How to make the Braided Mini Greek Sweet Rolls
- Take about 1/3 of the dough the recipe makes and divide it into 16 little pieces of dough, each piece should be about 45gr. Roll each piece into a long 15″ rope. Working with one piece at a time, make a loose loop at one end, and double the dough back on itself to the halfway point of the dough rope, like in the photo:
2. Take the long end of the rope and pass it through the dough loop, as shown here:
3. Now, twist the top of the loop to the left, as in the photo below:
4. Take the loose end of the rope and pass it through that opening:
5. Tuck the end underneath and the bread rolls are ready:
6. Brush the top of the rolls with some egg wash and sprinkle with some sesame seeds:
7. Bake until the rolls are golden brown (and the kitchen smells incredible)!
- 4 oz. butter, room temperature
- 1½ cups sugar
- 1¼ cups whole milk
- ---- zests of a lemon & an orange
- 3 TBSP. fresh orange juice (from half an orange)
- ½ cup lukewarm/tepid water
- 2 tsp. sugar
- 1½ TBSP. active dry yeast
- 3 large eggs
- 7½ cups bread flour (preferable) or, All Purpose flour
- 1 TBSP. freshly ground mahlepi
- ¼ tsp. ground mastic (optional)
- ½ TBSP. extra virgin olive oil
- 1 large egg
- 1 TBSP. milk
- ¼ cup sesame seeds or sliced almonds
- In a medium pot over medium low heat, add the butter, the sugar and the milk. Cook for a few minutes, stirring often, until the butter is melted. Add the zests, then remove from heat and let the mixture cool slightly. Stir in the orange juice.
- In a glass measuring cup, mix the lukewarm water, the sugar and the yeast. Allow it to sit for 5 minutes, until it bubbles and the yeast is activated.
- Beat the three eggs and add them to the reserved butter/milk mixture.
- Sift the flour, ground mahlepi and mastic and place in the bowl of a stand mixer. To the dry ingredients, add the reserved butter/milk mixture and the yeast mixture. Mix to form a soft and pliable dough, which will be a little sticky. Rub the surface with the olive oil and cover with plastic wrap. Let it rise at room temperature for two hours.
- Punch the dough down and divide it into three equal portions. You will need only ⅓ of the recipe to make these bread rolls. Cover and refrigerate the remaining ⅔ of the dough, to make two whole braided loaves another time following the original recipe.
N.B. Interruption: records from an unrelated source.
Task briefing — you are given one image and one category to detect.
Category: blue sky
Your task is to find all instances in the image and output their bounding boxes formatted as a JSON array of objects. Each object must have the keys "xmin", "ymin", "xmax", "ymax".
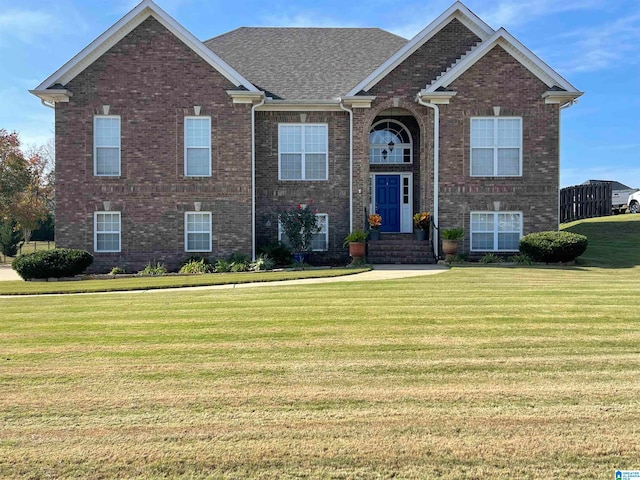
[{"xmin": 1, "ymin": 0, "xmax": 638, "ymax": 187}]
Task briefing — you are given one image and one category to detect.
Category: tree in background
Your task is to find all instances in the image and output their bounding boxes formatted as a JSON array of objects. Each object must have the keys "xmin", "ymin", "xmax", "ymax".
[{"xmin": 0, "ymin": 129, "xmax": 53, "ymax": 246}]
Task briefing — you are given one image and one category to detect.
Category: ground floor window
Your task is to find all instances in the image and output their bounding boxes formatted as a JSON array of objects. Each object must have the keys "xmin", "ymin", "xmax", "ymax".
[
  {"xmin": 278, "ymin": 213, "xmax": 328, "ymax": 251},
  {"xmin": 470, "ymin": 212, "xmax": 522, "ymax": 251},
  {"xmin": 94, "ymin": 211, "xmax": 121, "ymax": 252},
  {"xmin": 185, "ymin": 212, "xmax": 212, "ymax": 252}
]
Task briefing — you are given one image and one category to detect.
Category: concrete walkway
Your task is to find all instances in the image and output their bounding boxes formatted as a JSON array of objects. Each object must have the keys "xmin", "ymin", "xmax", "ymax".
[
  {"xmin": 0, "ymin": 265, "xmax": 21, "ymax": 281},
  {"xmin": 0, "ymin": 263, "xmax": 448, "ymax": 292}
]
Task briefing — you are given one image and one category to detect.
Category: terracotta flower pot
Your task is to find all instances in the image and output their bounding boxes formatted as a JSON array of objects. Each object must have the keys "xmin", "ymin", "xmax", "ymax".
[
  {"xmin": 348, "ymin": 242, "xmax": 366, "ymax": 258},
  {"xmin": 441, "ymin": 239, "xmax": 459, "ymax": 256}
]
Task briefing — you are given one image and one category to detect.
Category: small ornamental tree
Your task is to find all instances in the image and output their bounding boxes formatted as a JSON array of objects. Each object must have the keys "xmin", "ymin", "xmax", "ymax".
[
  {"xmin": 0, "ymin": 218, "xmax": 23, "ymax": 258},
  {"xmin": 279, "ymin": 202, "xmax": 320, "ymax": 253}
]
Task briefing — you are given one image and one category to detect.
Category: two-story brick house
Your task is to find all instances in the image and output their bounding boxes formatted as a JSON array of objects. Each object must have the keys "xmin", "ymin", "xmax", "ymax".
[{"xmin": 30, "ymin": 0, "xmax": 581, "ymax": 271}]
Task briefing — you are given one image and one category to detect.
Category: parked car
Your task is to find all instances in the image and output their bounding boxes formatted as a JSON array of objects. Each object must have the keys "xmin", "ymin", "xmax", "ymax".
[{"xmin": 628, "ymin": 190, "xmax": 640, "ymax": 214}]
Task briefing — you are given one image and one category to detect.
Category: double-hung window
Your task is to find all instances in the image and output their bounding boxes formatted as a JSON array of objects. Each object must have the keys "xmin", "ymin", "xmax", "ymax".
[
  {"xmin": 470, "ymin": 212, "xmax": 522, "ymax": 251},
  {"xmin": 94, "ymin": 211, "xmax": 121, "ymax": 252},
  {"xmin": 278, "ymin": 214, "xmax": 329, "ymax": 251},
  {"xmin": 185, "ymin": 212, "xmax": 212, "ymax": 252},
  {"xmin": 185, "ymin": 117, "xmax": 211, "ymax": 177},
  {"xmin": 471, "ymin": 118, "xmax": 522, "ymax": 176},
  {"xmin": 94, "ymin": 116, "xmax": 121, "ymax": 176},
  {"xmin": 279, "ymin": 124, "xmax": 328, "ymax": 180}
]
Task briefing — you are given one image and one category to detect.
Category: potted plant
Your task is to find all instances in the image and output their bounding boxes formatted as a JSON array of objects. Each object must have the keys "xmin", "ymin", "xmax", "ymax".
[
  {"xmin": 343, "ymin": 230, "xmax": 368, "ymax": 259},
  {"xmin": 413, "ymin": 212, "xmax": 430, "ymax": 241},
  {"xmin": 368, "ymin": 213, "xmax": 382, "ymax": 240},
  {"xmin": 441, "ymin": 227, "xmax": 464, "ymax": 256},
  {"xmin": 279, "ymin": 202, "xmax": 321, "ymax": 264}
]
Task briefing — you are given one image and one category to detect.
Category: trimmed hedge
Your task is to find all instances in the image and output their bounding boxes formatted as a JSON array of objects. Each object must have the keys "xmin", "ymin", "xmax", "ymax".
[
  {"xmin": 12, "ymin": 249, "xmax": 93, "ymax": 280},
  {"xmin": 519, "ymin": 231, "xmax": 588, "ymax": 263}
]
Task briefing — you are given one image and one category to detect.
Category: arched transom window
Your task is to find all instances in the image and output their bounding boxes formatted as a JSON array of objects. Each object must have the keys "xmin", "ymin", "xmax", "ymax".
[{"xmin": 369, "ymin": 120, "xmax": 412, "ymax": 164}]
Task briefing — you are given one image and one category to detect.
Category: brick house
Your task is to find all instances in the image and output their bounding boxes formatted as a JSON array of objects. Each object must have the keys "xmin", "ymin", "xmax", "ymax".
[{"xmin": 30, "ymin": 0, "xmax": 582, "ymax": 271}]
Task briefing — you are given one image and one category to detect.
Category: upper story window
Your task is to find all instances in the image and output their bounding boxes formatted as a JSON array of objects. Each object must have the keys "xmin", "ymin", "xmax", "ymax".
[
  {"xmin": 470, "ymin": 211, "xmax": 522, "ymax": 252},
  {"xmin": 369, "ymin": 120, "xmax": 412, "ymax": 164},
  {"xmin": 185, "ymin": 117, "xmax": 211, "ymax": 177},
  {"xmin": 278, "ymin": 124, "xmax": 328, "ymax": 180},
  {"xmin": 278, "ymin": 213, "xmax": 329, "ymax": 251},
  {"xmin": 471, "ymin": 118, "xmax": 522, "ymax": 176},
  {"xmin": 94, "ymin": 116, "xmax": 121, "ymax": 176},
  {"xmin": 185, "ymin": 211, "xmax": 212, "ymax": 252},
  {"xmin": 94, "ymin": 211, "xmax": 121, "ymax": 252}
]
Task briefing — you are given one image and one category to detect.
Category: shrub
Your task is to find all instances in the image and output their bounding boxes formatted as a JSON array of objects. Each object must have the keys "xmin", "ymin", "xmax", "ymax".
[
  {"xmin": 519, "ymin": 231, "xmax": 588, "ymax": 263},
  {"xmin": 507, "ymin": 253, "xmax": 533, "ymax": 265},
  {"xmin": 109, "ymin": 266, "xmax": 126, "ymax": 275},
  {"xmin": 12, "ymin": 248, "xmax": 93, "ymax": 280},
  {"xmin": 214, "ymin": 259, "xmax": 231, "ymax": 273},
  {"xmin": 479, "ymin": 253, "xmax": 503, "ymax": 264},
  {"xmin": 0, "ymin": 219, "xmax": 23, "ymax": 257},
  {"xmin": 258, "ymin": 242, "xmax": 293, "ymax": 266},
  {"xmin": 251, "ymin": 254, "xmax": 275, "ymax": 272},
  {"xmin": 179, "ymin": 259, "xmax": 213, "ymax": 274},
  {"xmin": 180, "ymin": 255, "xmax": 212, "ymax": 270},
  {"xmin": 138, "ymin": 262, "xmax": 167, "ymax": 276}
]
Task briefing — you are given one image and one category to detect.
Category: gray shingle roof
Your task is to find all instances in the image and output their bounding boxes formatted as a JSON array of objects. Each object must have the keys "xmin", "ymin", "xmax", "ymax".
[{"xmin": 204, "ymin": 28, "xmax": 407, "ymax": 100}]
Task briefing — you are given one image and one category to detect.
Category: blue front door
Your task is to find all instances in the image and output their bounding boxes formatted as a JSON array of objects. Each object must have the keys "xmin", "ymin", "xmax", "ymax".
[{"xmin": 375, "ymin": 175, "xmax": 401, "ymax": 232}]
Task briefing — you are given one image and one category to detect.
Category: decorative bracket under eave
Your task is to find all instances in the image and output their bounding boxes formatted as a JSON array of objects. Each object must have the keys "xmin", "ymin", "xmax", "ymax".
[
  {"xmin": 29, "ymin": 89, "xmax": 73, "ymax": 106},
  {"xmin": 418, "ymin": 89, "xmax": 457, "ymax": 104},
  {"xmin": 542, "ymin": 90, "xmax": 584, "ymax": 107},
  {"xmin": 339, "ymin": 96, "xmax": 376, "ymax": 108},
  {"xmin": 226, "ymin": 90, "xmax": 265, "ymax": 104}
]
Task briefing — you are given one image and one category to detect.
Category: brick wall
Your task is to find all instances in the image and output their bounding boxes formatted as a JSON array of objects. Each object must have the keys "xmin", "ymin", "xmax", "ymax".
[
  {"xmin": 438, "ymin": 45, "xmax": 560, "ymax": 256},
  {"xmin": 55, "ymin": 17, "xmax": 253, "ymax": 272},
  {"xmin": 254, "ymin": 110, "xmax": 351, "ymax": 264}
]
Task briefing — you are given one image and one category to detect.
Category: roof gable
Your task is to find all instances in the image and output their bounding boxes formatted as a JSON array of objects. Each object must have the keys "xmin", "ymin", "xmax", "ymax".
[
  {"xmin": 32, "ymin": 0, "xmax": 257, "ymax": 96},
  {"xmin": 346, "ymin": 1, "xmax": 494, "ymax": 96},
  {"xmin": 424, "ymin": 28, "xmax": 582, "ymax": 94}
]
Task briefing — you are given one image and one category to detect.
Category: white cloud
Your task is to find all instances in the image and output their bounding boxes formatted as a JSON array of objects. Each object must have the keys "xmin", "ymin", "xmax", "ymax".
[
  {"xmin": 558, "ymin": 12, "xmax": 640, "ymax": 73},
  {"xmin": 0, "ymin": 9, "xmax": 57, "ymax": 44},
  {"xmin": 477, "ymin": 0, "xmax": 603, "ymax": 28}
]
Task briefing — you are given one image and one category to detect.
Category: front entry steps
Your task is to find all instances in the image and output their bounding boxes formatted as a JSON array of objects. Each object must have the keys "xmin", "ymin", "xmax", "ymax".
[{"xmin": 367, "ymin": 233, "xmax": 437, "ymax": 264}]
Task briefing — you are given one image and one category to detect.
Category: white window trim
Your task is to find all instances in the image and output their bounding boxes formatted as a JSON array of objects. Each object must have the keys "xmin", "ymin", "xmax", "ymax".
[
  {"xmin": 470, "ymin": 117, "xmax": 522, "ymax": 177},
  {"xmin": 184, "ymin": 211, "xmax": 212, "ymax": 252},
  {"xmin": 278, "ymin": 213, "xmax": 329, "ymax": 252},
  {"xmin": 369, "ymin": 119, "xmax": 413, "ymax": 165},
  {"xmin": 278, "ymin": 123, "xmax": 328, "ymax": 181},
  {"xmin": 93, "ymin": 115, "xmax": 121, "ymax": 177},
  {"xmin": 184, "ymin": 116, "xmax": 212, "ymax": 177},
  {"xmin": 94, "ymin": 211, "xmax": 121, "ymax": 253},
  {"xmin": 470, "ymin": 211, "xmax": 523, "ymax": 252}
]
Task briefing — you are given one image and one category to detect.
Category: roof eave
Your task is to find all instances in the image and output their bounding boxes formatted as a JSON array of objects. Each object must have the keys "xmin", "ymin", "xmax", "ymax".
[
  {"xmin": 29, "ymin": 89, "xmax": 73, "ymax": 103},
  {"xmin": 34, "ymin": 0, "xmax": 257, "ymax": 94},
  {"xmin": 346, "ymin": 1, "xmax": 495, "ymax": 96},
  {"xmin": 425, "ymin": 28, "xmax": 582, "ymax": 94}
]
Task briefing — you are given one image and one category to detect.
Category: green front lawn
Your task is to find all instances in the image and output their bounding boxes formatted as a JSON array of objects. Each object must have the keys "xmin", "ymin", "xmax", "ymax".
[{"xmin": 0, "ymin": 268, "xmax": 369, "ymax": 295}]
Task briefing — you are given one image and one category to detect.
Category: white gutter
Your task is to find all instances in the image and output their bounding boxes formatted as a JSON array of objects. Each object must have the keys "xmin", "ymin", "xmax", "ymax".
[
  {"xmin": 416, "ymin": 94, "xmax": 440, "ymax": 257},
  {"xmin": 251, "ymin": 94, "xmax": 266, "ymax": 261},
  {"xmin": 338, "ymin": 99, "xmax": 354, "ymax": 232},
  {"xmin": 40, "ymin": 99, "xmax": 55, "ymax": 109}
]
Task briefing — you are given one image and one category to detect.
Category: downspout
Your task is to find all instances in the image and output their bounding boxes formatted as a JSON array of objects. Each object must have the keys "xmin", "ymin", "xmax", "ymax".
[
  {"xmin": 338, "ymin": 99, "xmax": 354, "ymax": 232},
  {"xmin": 416, "ymin": 94, "xmax": 440, "ymax": 257},
  {"xmin": 251, "ymin": 94, "xmax": 266, "ymax": 261},
  {"xmin": 557, "ymin": 99, "xmax": 576, "ymax": 227},
  {"xmin": 41, "ymin": 99, "xmax": 55, "ymax": 109}
]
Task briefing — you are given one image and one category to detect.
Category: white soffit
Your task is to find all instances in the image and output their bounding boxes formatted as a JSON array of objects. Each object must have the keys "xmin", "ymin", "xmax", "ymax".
[
  {"xmin": 33, "ymin": 0, "xmax": 257, "ymax": 92},
  {"xmin": 426, "ymin": 28, "xmax": 581, "ymax": 93},
  {"xmin": 346, "ymin": 1, "xmax": 494, "ymax": 96}
]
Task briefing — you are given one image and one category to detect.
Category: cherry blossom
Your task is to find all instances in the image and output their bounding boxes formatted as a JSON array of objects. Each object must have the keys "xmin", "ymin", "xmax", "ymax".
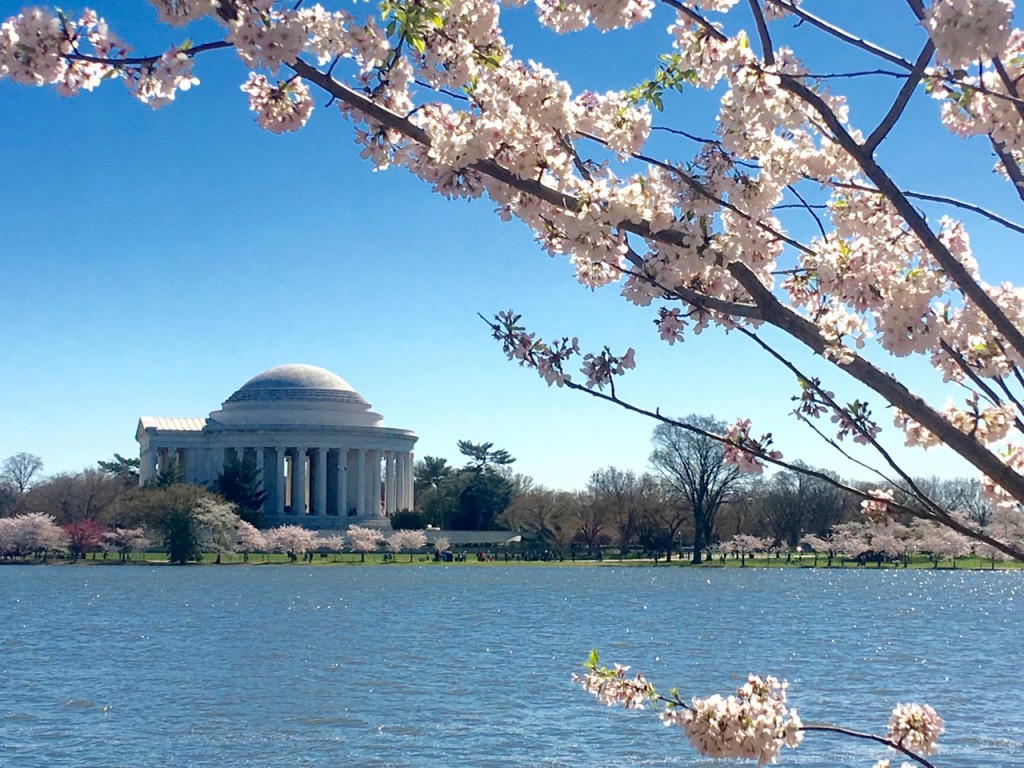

- Divide the dough into 16 little pieces, each piece about 45 gr or, 1.5 oz. Roll each piece into long 15" ropes. Working with one piece at a time, shape it like a small braid, the way it is shown in the photos above. Place each one on a parchment paper lined baking sheet and let the bread rolls rise at room temperature for half an hour.
- Pre-heat oven to 350° F. In a small bowl, whisk together remaining egg and milk. Brush the tops of the loaves with the egg/milk mixture and sprinkle with sesame seeds. Bake for 15-18 minutes. Allow the bread rolls to cool on a rack and enjoy!